According to the statistical analyses of the efficiency corrected Cq values, the best genes for expression data normalization were TBP, GAPC, and CYP28. The least stably expressed genes included EF1A, UBQ, and RPL23A. However, when the plants susceptible and resistant to ALS inhibitor were analyzed separately, the genes with the most stable expression were CYP28, SPS, and TBP, GAPC, respectively. TBP is the most stably expressed gene in Lolium multiflorum under salt stress and in A. fatua under herbicide stress14,26. Moreover, TBP was indicated as the most suitable reference gene under treatment with herbicide in Galium aparine27. GAPDH was also among the most stably expressed genes in herbicide-resistant grass species such as A. myosuroides, A. fatua, and Alopecurus japonicus10,14,28. CYP28, belonging to the cyclophilin (peptidyl-prolyl cis–trans isomerase) gene family was shown in our studies to be one of the most stably expressed reference genes. Cyclophilin was also used for normalization in Cucumis melo29, whereas, SPS was implemented as an endogenous reference gene in Oryza sativa30.

Various biotic and abiotic factors may influence housekeeping genes expression. Also, the expression stability of indicated experimentally genes might be affected in specific conditions including the plants’ developmental stage, which should be taken into account when designing an experiment using reference genes for normalization.

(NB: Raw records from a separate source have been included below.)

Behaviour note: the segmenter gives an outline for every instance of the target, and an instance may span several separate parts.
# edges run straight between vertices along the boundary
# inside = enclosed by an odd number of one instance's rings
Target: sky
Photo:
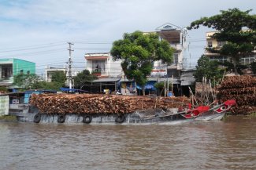
[[[186,27],[232,8],[255,14],[255,0],[0,0],[0,59],[35,62],[43,75],[46,65],[67,64],[72,42],[72,67],[83,70],[85,53],[109,52],[124,33],[155,31],[166,23]],[[184,57],[191,67],[203,53],[208,31],[188,31]]]

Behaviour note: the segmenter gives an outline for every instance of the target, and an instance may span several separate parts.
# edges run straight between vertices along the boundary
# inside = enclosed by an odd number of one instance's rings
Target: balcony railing
[[[182,45],[180,44],[170,44],[170,46],[176,49],[176,50],[182,50]]]

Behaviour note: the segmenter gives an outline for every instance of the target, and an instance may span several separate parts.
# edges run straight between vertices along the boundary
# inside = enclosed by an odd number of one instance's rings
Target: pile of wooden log
[[[187,97],[147,97],[99,94],[32,95],[30,104],[44,114],[127,114],[187,105]]]
[[[219,94],[222,101],[236,99],[237,106],[232,108],[235,114],[256,112],[256,78],[226,77],[219,89]]]

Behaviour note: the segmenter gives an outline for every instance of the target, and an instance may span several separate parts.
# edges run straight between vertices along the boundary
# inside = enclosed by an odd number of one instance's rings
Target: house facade
[[[113,60],[109,52],[86,53],[86,69],[99,78],[121,78],[121,60]]]
[[[0,82],[2,85],[13,83],[19,74],[35,74],[35,63],[20,59],[0,59]]]
[[[161,39],[167,41],[174,49],[173,61],[171,64],[156,61],[154,67],[166,67],[169,72],[180,71],[184,69],[184,52],[187,49],[186,34],[187,31],[172,24],[165,24],[157,28],[157,34]]]
[[[47,65],[46,66],[46,78],[45,80],[46,82],[50,82],[51,81],[51,77],[53,74],[58,72],[58,71],[61,71],[65,74],[67,74],[68,72],[68,67],[67,66],[50,66]]]

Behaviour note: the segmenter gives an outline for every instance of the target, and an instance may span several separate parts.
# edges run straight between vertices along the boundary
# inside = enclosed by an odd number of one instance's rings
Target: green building
[[[0,59],[0,85],[13,83],[13,76],[35,74],[35,63],[20,59]]]

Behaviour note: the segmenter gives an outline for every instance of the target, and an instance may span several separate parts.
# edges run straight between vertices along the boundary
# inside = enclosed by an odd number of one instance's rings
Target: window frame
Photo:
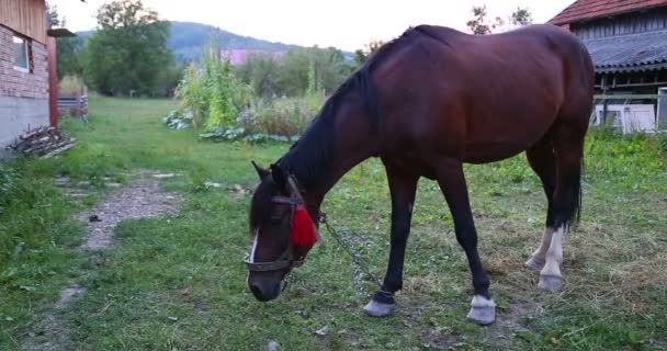
[[[18,44],[15,42],[16,39],[23,41],[23,47],[24,47],[23,55],[25,56],[25,66],[26,67],[22,67],[22,66],[18,66],[16,65],[16,60],[15,60],[16,59],[16,52],[15,52],[16,50],[16,46],[15,46],[15,44]],[[31,61],[30,61],[30,39],[26,38],[25,36],[22,36],[22,35],[19,35],[16,33],[13,33],[12,34],[12,44],[13,44],[12,46],[14,47],[14,64],[13,64],[14,69],[18,70],[18,71],[24,72],[24,73],[29,73],[30,70],[31,70],[31,66],[32,66]]]

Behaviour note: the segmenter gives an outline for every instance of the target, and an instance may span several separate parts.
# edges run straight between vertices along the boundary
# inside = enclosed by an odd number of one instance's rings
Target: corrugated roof
[[[577,0],[549,23],[562,25],[664,5],[667,0]]]
[[[598,72],[667,68],[667,31],[584,41]]]

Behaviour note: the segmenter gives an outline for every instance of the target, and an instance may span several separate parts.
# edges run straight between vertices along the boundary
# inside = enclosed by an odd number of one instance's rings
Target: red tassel
[[[314,246],[317,242],[315,224],[303,206],[297,206],[294,212],[291,238],[292,244],[296,246]]]

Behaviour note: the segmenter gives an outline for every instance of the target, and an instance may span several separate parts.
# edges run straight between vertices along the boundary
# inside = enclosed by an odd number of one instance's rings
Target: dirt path
[[[182,197],[176,193],[165,193],[159,188],[159,179],[170,178],[165,174],[143,171],[135,174],[134,181],[126,186],[109,183],[109,188],[117,188],[94,208],[80,213],[77,218],[87,224],[87,233],[80,249],[83,252],[109,249],[113,245],[114,228],[126,219],[156,218],[174,215],[181,205]],[[69,179],[58,178],[56,184],[74,197],[86,194],[86,183],[72,184]],[[70,304],[87,292],[77,282],[60,292],[60,297],[54,308],[46,313],[29,333],[27,350],[69,350],[69,327],[59,318]]]

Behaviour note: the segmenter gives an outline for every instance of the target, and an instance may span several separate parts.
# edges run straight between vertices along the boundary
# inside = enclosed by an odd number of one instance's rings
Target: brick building
[[[49,125],[44,0],[0,1],[0,147]]]

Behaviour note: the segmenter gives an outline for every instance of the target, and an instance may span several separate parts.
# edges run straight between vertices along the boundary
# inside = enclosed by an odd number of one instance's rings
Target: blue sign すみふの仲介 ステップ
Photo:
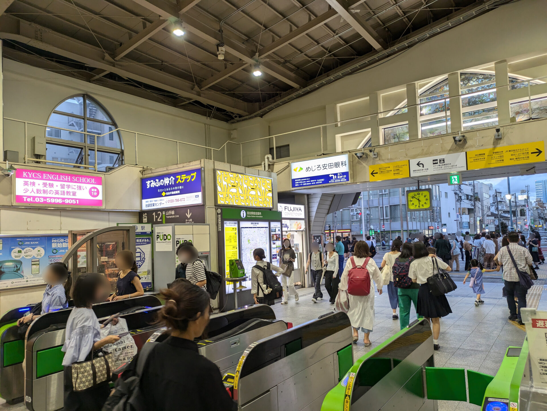
[[[347,154],[290,163],[293,188],[350,182]]]
[[[162,174],[141,180],[143,210],[201,204],[201,169]]]
[[[68,250],[66,235],[0,237],[0,288],[43,284],[45,267]]]

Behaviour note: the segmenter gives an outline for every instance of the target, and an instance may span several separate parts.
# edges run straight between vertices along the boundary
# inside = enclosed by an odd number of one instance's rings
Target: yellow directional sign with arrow
[[[545,160],[545,143],[525,143],[467,152],[467,169],[527,164]]]
[[[369,166],[370,181],[382,181],[410,176],[410,170],[408,160]]]

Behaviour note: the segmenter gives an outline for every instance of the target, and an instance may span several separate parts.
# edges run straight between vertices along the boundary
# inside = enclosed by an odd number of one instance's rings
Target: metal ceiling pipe
[[[229,14],[226,17],[225,17],[224,19],[223,19],[222,20],[220,20],[220,24],[219,25],[219,31],[220,32],[220,43],[221,43],[224,44],[224,37],[222,35],[222,26],[224,24],[224,23],[226,22],[226,20],[227,20],[230,17],[231,17],[232,16],[233,16],[234,14],[237,14],[240,11],[241,11],[242,10],[243,10],[246,7],[247,7],[248,5],[249,5],[249,4],[250,4],[252,3],[254,3],[255,1],[256,1],[256,0],[251,0],[251,1],[249,2],[248,3],[247,3],[246,4],[245,4],[244,5],[241,6],[238,9],[237,9],[237,10],[234,10],[230,14]]]

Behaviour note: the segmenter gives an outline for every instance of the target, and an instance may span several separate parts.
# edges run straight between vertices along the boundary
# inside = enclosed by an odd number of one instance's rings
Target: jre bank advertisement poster
[[[0,236],[0,288],[44,283],[46,267],[68,251],[66,235]]]

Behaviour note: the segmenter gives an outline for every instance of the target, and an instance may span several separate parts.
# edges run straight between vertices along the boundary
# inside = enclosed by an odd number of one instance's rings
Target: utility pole
[[[497,228],[494,227],[494,229],[498,230],[501,234],[502,233],[502,227],[500,225],[501,217],[499,215],[499,204],[498,204],[498,192],[497,191],[494,192],[494,201],[496,201],[496,213],[498,215],[498,224],[496,224]]]
[[[479,233],[480,230],[477,229],[477,213],[476,211],[475,210],[475,180],[473,180],[473,225],[475,226],[475,232]]]
[[[368,192],[367,192],[367,194]],[[369,198],[367,196],[366,202],[369,202]],[[365,193],[364,192],[361,192],[361,227],[363,228],[363,239],[364,240],[366,238],[366,234],[365,234],[368,231],[368,227],[365,227]]]
[[[509,200],[509,216],[511,217],[511,227],[509,227],[509,231],[515,231],[513,225],[513,207],[511,205],[511,186],[509,184],[509,177],[507,177],[507,194],[509,195],[509,198],[508,200]],[[515,202],[515,205],[516,203]]]

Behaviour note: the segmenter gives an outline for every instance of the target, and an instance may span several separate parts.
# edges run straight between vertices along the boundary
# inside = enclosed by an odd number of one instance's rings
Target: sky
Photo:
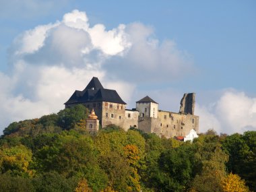
[[[0,134],[94,76],[129,108],[195,92],[200,132],[256,131],[255,1],[124,1],[0,0]]]

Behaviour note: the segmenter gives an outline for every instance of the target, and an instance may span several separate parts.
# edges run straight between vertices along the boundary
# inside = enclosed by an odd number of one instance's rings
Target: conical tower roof
[[[140,100],[138,100],[136,102],[154,102],[154,103],[158,104],[156,102],[155,102],[154,100],[152,100],[148,96],[146,96],[146,97],[141,98]]]
[[[99,90],[103,89],[102,85],[100,84],[99,79],[93,77],[90,83],[87,85],[86,88],[84,90]]]

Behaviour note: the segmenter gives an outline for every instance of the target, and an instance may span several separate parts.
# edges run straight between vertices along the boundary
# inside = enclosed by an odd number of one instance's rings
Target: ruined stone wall
[[[127,131],[131,127],[138,127],[139,111],[125,110],[123,129]]]
[[[158,118],[158,104],[157,103],[137,102],[136,110],[139,111],[140,117]]]
[[[99,128],[99,121],[98,119],[86,119],[86,130],[89,133],[97,133]]]
[[[101,122],[102,128],[111,124],[115,124],[123,128],[125,119],[125,104],[103,102]]]
[[[194,115],[195,94],[184,94],[181,100],[180,113]]]
[[[157,118],[139,117],[138,128],[146,133],[158,134],[160,132],[160,121]]]
[[[174,136],[186,136],[190,130],[199,131],[199,117],[169,111],[158,111],[162,134],[167,138]]]

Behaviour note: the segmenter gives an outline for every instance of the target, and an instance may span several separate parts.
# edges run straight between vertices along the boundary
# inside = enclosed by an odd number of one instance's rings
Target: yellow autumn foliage
[[[92,189],[88,187],[87,180],[84,179],[81,180],[75,189],[75,192],[92,192]]]
[[[244,180],[236,174],[230,173],[222,181],[224,192],[247,192],[249,191]]]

The validation of the most and the least stably expressed reference genes showed that the selection of the inappropriate genes in normalization might lead to the incorrect results of target gene expression analysis in the test conditions. In our study, it was revealed that the ABCC10 expression in the pyroxsulam susceptible plants 24 h after herbicide application, varied substantially when normalization was carried out with the best and the worst reference genes. The use of the genes with unstable expression also led to the results indicating the opposite gene expression changes (from up- to down-regulation of the target gene expression). The analysis of ABCC10, as well as CYP89A2 expression, showed the elevated expression of these genes after the treatment with herbicide, which implies their involvement in the plant’s reaction to the herbicide application. ABC transporters are known for their involvement in herbicide resistance through sequestration of the herbicides and their metabolites21. ABCC10 was highly expressed in the plants resistant to tribenuron-methyl M. aquaticum and indicated to play an essential role in NTSR22. By contrast, the transcriptome analysis in diclofop resistant L. rigidum revealed the CYP89A expression up-regulation in the resistant, non-treated with the herbicide plants23. In our results, the ABCC10 expression in the untreated A. spica-venti resistant to pyroxsulam plants was higher than in susceptible plants. This implies that this gene is constitutively expressed in resistant plants at a higher level than in susceptible plants, which is consistent with previous studies of M. aquaticum. However, CYP89A2, belonging to the CYP450s gene family participating in phase I of herbicide detoxification, also exhibits the increased expression in the non-treated resistant plants at two time points, which is also in accordance with transcriptome analysis of diclofop-resistant L. rigidum.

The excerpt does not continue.